All gone? No! In the hush which came after Reynolds's desperate defence,
and while hearts were yet beating fast from watching the doubtful fight,
there arose far off to the right and rear a roar of musketry, telling
that somewhere in the distance the flags of the Army of the Cumberland
still waved before the foe, as they did with us. Long afterward we knew
that this was Thomas--he who would not leave the field amid the wreck
which surrounded him--Thomas, with his fragments, posted on a commanding
ridge and bravely beating off the thickening foes about him.

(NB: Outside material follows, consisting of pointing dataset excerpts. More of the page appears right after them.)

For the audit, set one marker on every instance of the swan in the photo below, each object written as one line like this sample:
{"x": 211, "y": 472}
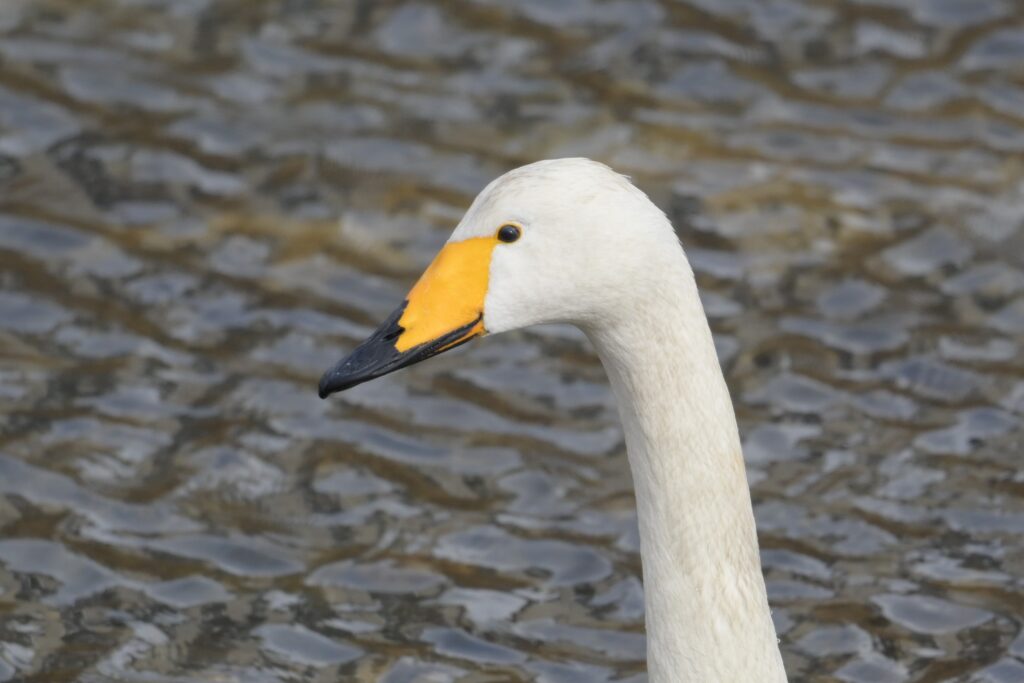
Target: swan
{"x": 571, "y": 241}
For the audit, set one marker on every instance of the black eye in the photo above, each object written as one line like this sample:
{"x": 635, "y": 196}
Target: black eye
{"x": 509, "y": 232}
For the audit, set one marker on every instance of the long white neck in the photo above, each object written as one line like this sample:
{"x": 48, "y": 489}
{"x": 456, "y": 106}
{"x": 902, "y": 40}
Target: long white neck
{"x": 707, "y": 611}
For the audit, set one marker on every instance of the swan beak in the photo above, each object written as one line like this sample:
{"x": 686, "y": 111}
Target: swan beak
{"x": 442, "y": 310}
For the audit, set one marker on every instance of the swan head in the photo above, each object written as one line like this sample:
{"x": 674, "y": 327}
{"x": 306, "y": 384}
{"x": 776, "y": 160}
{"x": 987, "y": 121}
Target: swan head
{"x": 558, "y": 241}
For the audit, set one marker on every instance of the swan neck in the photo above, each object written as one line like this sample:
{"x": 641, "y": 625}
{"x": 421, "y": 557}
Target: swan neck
{"x": 707, "y": 611}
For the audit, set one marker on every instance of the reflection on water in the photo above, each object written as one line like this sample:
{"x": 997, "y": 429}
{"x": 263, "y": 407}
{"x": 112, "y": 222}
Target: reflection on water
{"x": 177, "y": 505}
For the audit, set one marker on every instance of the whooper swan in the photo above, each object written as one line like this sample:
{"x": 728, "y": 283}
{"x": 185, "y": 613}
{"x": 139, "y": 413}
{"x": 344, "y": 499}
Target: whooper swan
{"x": 570, "y": 241}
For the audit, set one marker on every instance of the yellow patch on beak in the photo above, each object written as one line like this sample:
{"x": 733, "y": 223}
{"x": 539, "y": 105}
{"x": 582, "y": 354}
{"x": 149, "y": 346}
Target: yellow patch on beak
{"x": 449, "y": 295}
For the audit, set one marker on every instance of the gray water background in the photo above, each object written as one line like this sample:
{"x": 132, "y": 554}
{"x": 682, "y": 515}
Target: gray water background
{"x": 205, "y": 204}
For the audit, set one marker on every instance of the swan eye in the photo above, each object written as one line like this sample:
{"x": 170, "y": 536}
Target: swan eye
{"x": 509, "y": 232}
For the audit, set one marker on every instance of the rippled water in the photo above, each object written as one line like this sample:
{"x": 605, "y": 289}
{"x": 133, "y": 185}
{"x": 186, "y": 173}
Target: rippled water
{"x": 177, "y": 505}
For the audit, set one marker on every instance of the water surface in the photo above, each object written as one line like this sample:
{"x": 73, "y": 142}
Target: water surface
{"x": 204, "y": 204}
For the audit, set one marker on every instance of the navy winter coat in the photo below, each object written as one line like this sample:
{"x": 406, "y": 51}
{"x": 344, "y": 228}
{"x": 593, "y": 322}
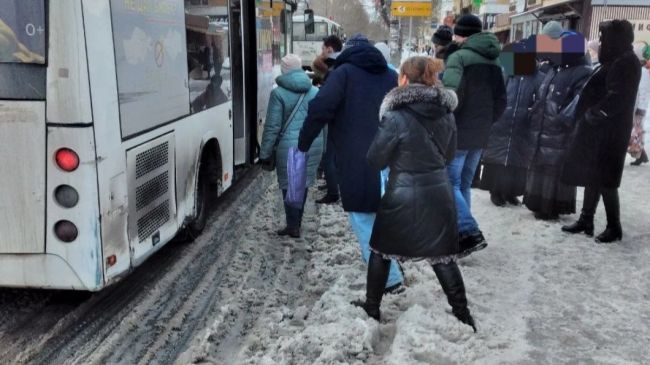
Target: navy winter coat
{"x": 510, "y": 137}
{"x": 349, "y": 103}
{"x": 551, "y": 127}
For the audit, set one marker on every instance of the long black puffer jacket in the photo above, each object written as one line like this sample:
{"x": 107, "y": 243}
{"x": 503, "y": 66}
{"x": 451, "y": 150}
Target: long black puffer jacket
{"x": 551, "y": 126}
{"x": 509, "y": 143}
{"x": 596, "y": 155}
{"x": 417, "y": 136}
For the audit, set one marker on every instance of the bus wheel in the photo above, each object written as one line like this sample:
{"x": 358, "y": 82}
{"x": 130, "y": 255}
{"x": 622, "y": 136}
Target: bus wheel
{"x": 198, "y": 223}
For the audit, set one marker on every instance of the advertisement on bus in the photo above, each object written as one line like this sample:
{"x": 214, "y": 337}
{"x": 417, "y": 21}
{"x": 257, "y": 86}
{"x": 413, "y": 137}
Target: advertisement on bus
{"x": 150, "y": 55}
{"x": 22, "y": 31}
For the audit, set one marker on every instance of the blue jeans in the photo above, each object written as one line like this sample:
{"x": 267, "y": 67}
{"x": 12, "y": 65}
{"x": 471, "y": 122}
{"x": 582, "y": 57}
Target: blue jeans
{"x": 362, "y": 226}
{"x": 461, "y": 173}
{"x": 329, "y": 167}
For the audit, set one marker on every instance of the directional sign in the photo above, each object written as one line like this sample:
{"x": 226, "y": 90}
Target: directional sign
{"x": 411, "y": 8}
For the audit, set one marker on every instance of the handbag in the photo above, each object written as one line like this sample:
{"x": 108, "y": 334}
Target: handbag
{"x": 270, "y": 166}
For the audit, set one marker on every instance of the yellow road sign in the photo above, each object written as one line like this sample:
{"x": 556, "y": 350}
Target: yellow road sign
{"x": 411, "y": 8}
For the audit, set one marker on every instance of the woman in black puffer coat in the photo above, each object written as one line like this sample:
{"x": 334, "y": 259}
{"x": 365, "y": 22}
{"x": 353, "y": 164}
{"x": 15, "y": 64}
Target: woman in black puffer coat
{"x": 552, "y": 123}
{"x": 417, "y": 215}
{"x": 596, "y": 154}
{"x": 508, "y": 155}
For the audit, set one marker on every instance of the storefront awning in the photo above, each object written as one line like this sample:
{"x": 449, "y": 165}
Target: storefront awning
{"x": 562, "y": 9}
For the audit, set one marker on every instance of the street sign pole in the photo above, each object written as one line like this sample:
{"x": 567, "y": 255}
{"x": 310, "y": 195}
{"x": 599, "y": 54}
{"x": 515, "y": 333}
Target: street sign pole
{"x": 411, "y": 31}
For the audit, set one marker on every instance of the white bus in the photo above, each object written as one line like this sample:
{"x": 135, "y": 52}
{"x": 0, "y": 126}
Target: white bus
{"x": 117, "y": 119}
{"x": 308, "y": 45}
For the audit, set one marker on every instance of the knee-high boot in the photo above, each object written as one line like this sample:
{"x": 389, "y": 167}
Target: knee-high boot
{"x": 613, "y": 232}
{"x": 378, "y": 269}
{"x": 452, "y": 284}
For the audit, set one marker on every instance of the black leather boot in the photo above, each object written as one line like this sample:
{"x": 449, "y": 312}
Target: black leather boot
{"x": 584, "y": 224}
{"x": 452, "y": 284}
{"x": 376, "y": 282}
{"x": 640, "y": 160}
{"x": 610, "y": 234}
{"x": 497, "y": 199}
{"x": 613, "y": 232}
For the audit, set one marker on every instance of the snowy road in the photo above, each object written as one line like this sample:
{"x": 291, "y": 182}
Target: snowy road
{"x": 241, "y": 295}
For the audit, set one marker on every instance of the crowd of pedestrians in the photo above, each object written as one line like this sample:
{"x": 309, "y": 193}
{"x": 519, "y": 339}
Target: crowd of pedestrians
{"x": 402, "y": 146}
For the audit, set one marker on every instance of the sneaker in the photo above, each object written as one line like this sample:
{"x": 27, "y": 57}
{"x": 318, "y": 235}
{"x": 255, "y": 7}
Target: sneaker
{"x": 291, "y": 232}
{"x": 395, "y": 289}
{"x": 471, "y": 243}
{"x": 328, "y": 199}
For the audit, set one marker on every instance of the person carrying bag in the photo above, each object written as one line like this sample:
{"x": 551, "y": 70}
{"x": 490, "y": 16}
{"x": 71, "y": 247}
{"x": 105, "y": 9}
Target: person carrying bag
{"x": 284, "y": 119}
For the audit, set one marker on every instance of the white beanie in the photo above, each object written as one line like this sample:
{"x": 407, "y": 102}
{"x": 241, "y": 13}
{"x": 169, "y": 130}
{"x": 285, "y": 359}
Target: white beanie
{"x": 385, "y": 51}
{"x": 553, "y": 29}
{"x": 290, "y": 62}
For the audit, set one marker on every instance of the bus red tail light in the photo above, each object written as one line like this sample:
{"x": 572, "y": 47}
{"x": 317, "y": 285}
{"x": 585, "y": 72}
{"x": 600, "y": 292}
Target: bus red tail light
{"x": 66, "y": 231}
{"x": 67, "y": 159}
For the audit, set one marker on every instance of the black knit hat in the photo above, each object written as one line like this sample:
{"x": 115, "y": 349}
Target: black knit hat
{"x": 442, "y": 36}
{"x": 467, "y": 25}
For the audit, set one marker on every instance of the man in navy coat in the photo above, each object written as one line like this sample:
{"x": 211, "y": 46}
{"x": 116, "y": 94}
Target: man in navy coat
{"x": 349, "y": 104}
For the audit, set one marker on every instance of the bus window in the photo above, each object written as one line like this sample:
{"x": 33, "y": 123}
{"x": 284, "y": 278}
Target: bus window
{"x": 151, "y": 64}
{"x": 208, "y": 65}
{"x": 298, "y": 31}
{"x": 320, "y": 32}
{"x": 22, "y": 49}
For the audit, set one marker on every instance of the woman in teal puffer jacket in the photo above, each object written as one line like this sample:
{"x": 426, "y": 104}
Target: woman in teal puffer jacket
{"x": 291, "y": 85}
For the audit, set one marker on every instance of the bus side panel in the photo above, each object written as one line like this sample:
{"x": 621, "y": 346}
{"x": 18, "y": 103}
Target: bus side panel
{"x": 68, "y": 91}
{"x": 111, "y": 154}
{"x": 84, "y": 254}
{"x": 22, "y": 181}
{"x": 211, "y": 124}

The story of the disaster is an old one. It is hardly necessary to tell
how Wood, in the main line on the right of Brannan, received an order
from Rosecrans to support Reynolds, the second division in line to the
left of Wood; how the gallant soldier hesitated to obey an order from
which such disaster might come; how McCook, chief of corps, told Wood
the order was imperative, and promised to put a reserve division into
the line to take his place; how Wood withdrew from the line, as ordered,
at the fatal moment when the enemy was preparing to attack; how the
furious foe pressed through the gap, cut the army in two, struck the
lines to right and left in flank and rear, swept the centre, the right
wing and the reserves off the field, and doubled up and crushed the left
wing as far as Reynolds's division, whose fortune has been told. All
this is familiar enough now, but those who remained on the field in the
four divisions of the left knew nothing of it then.